Les Web Content Accessibility Guidelines sont le standard international pour l'accessibilite des contenus web. Elles sont organisees autour de quatre principes : perceptible, utilisable, comprehensible, robuste. En les lisant, j'ai eu une serie de prises de conscience sur des choses que je faisais mal sans le savoir.
Le contraste des couleurs, d'abord. J'avais choisi certaines combinaisons pour des raisons esthetiques, sans jamais verifier si elles etaient lisibles pour quelqu'un avec une deficience visuelle. Les WCAG definissent des ratios de contraste minimaux precis. En testant mes propres interfaces, plusieurs ne passaient pas.
La semantique HTML, ensuite. Utiliser des div pour tout au lieu de header, nav, main, article, button : ca fonctionne visuellement, mais ca prive les technologies d'assistance comme les lecteurs d'ecran de toute la structure de la page. Un utilisateur aveugle qui navigue avec un lecteur d'ecran a besoin que le HTML raconte la meme histoire que ce que les autres voient.

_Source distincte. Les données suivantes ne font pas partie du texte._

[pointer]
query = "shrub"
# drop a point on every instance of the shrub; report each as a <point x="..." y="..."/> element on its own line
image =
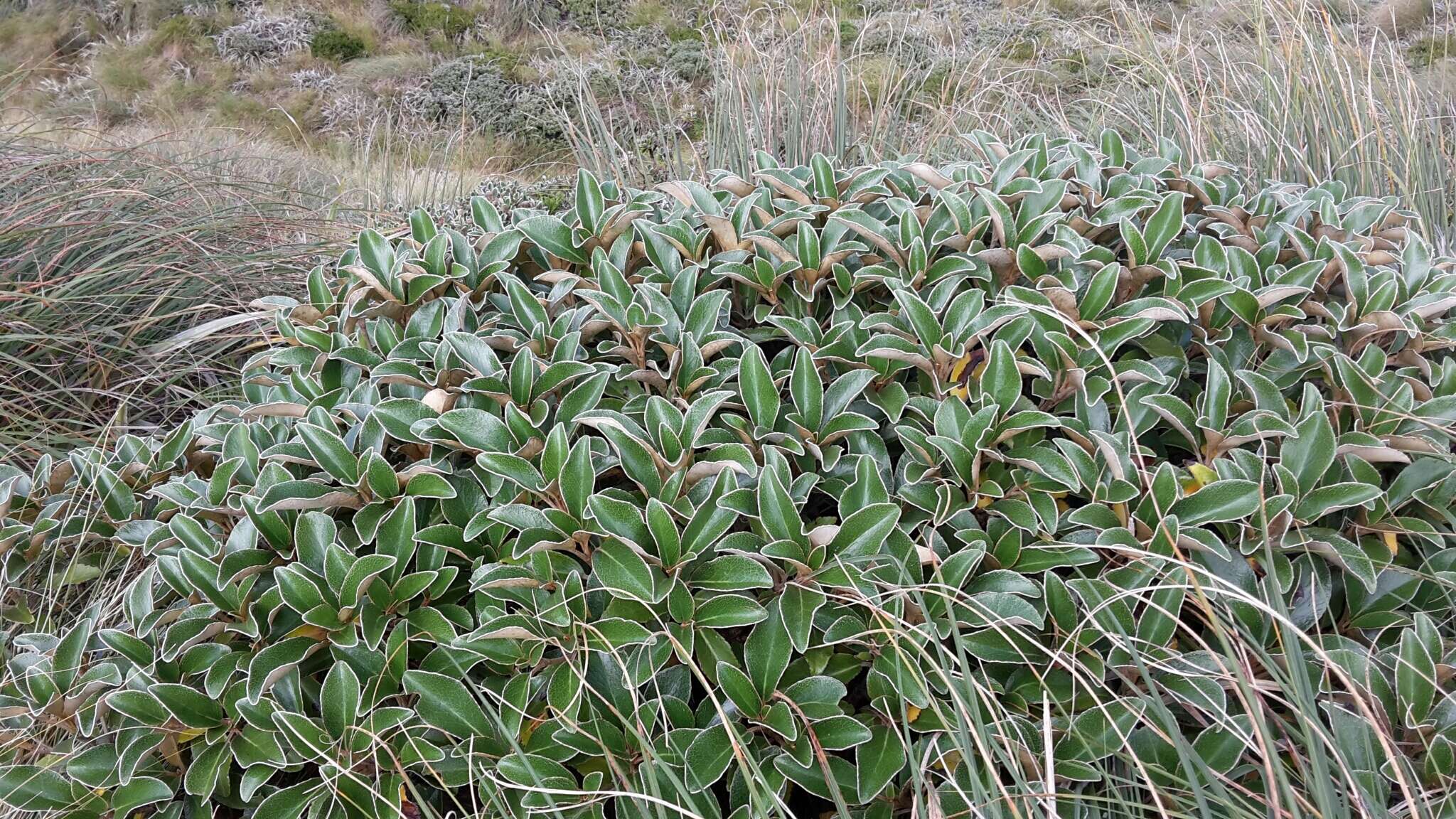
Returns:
<point x="475" y="88"/>
<point x="829" y="493"/>
<point x="468" y="86"/>
<point x="338" y="46"/>
<point x="687" y="59"/>
<point x="432" y="16"/>
<point x="264" y="38"/>
<point x="597" y="15"/>
<point x="109" y="254"/>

Les attributs ARIA m'etaient vaguement familiers, mais je ne les utilisais jamais vraiment. Apres avoir lu les WCAG, j'ai compris leur role : completer le HTML semantique dans les cas ou il ne suffit pas, notamment pour les composants interactifs personnalises comme les modales, les menus deroulants, ou les tooltips.
Ce qui m'a le plus marque dans cette decouverte, c'est que l'accessibilite n'est pas une contrainte supplementaire qu'on ajoute apres coup. C'est une consequence naturelle d'ecrire un bon HTML. Un code semantique, structure et lisible est accessible presque par defaut. L'accessibilite est un indicateur de qualite technique, pas un extra.